Lo mismo ocurre con los bienes difíciles de obtener y con los objetos que excitan el deseo. La prohibición no recae sobre la riqueza o la belleza, sino sobre el gesto político de ponerlas en el escaparate como prueba de valor humano. Un gobernante puede decir que premia la excelencia y, sin embargo, estar fabricando ansiedad, imitación y resentimiento. Cuanto más brillante el cartel, más estrecho el camino por el que todos son empujados.
Vaciar la ocupación, fortalecer la vida
Las cuatro direcciones del texto —vaciar el corazón, llenar el vientre, debilitar la ambición y fortalecer los huesos— no son una receta de embrutecimiento ni un manual de salud. Describen un desplazamiento: reducir las identidades y apetitos impuestos desde arriba; asegurar en cambio las condiciones materiales y la capacidad real de actuar. Un corazón atestado de consignas no decide mejor. Un cuerpo alimentado y firme dispone de margen para encontrar su propio ritmo.

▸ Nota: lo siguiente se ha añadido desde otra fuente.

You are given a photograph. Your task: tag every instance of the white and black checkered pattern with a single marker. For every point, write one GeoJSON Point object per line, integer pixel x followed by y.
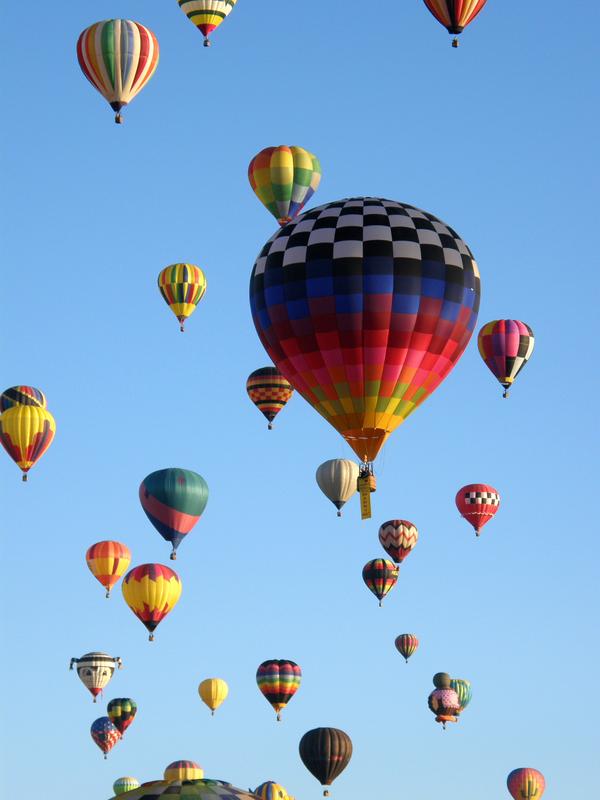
{"type": "Point", "coordinates": [482, 498]}
{"type": "Point", "coordinates": [343, 228]}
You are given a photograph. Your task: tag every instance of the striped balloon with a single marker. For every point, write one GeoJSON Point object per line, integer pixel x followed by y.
{"type": "Point", "coordinates": [455, 15]}
{"type": "Point", "coordinates": [278, 680]}
{"type": "Point", "coordinates": [183, 771]}
{"type": "Point", "coordinates": [269, 391]}
{"type": "Point", "coordinates": [151, 591]}
{"type": "Point", "coordinates": [284, 179]}
{"type": "Point", "coordinates": [26, 432]}
{"type": "Point", "coordinates": [22, 396]}
{"type": "Point", "coordinates": [526, 783]}
{"type": "Point", "coordinates": [182, 286]}
{"type": "Point", "coordinates": [380, 576]}
{"type": "Point", "coordinates": [118, 57]}
{"type": "Point", "coordinates": [206, 14]}
{"type": "Point", "coordinates": [107, 562]}
{"type": "Point", "coordinates": [398, 537]}
{"type": "Point", "coordinates": [506, 346]}
{"type": "Point", "coordinates": [125, 784]}
{"type": "Point", "coordinates": [173, 499]}
{"type": "Point", "coordinates": [463, 690]}
{"type": "Point", "coordinates": [406, 645]}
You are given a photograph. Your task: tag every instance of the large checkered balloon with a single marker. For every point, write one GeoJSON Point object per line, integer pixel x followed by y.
{"type": "Point", "coordinates": [365, 305]}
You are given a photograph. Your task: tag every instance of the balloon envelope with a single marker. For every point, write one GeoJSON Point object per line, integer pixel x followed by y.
{"type": "Point", "coordinates": [365, 305]}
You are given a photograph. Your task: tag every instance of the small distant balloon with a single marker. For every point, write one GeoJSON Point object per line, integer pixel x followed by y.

El sabio gobierna sin usar su saber como colonización. No obliga a la gente a desear lo que él ha declarado admirable, y tampoco organiza el país para que todos dependan de su esclarecimiento. Ese es el sentido político de wu wei: no ausencia de gobierno, sino ausencia de una mano que talla a cada persona según una plantilla. Cuando el poder deja de producir sin cesar aquello que después debe controlar, «nada queda sin gobernar» porque gran parte del desorden ya no ha sido fabricado por la propia intervención.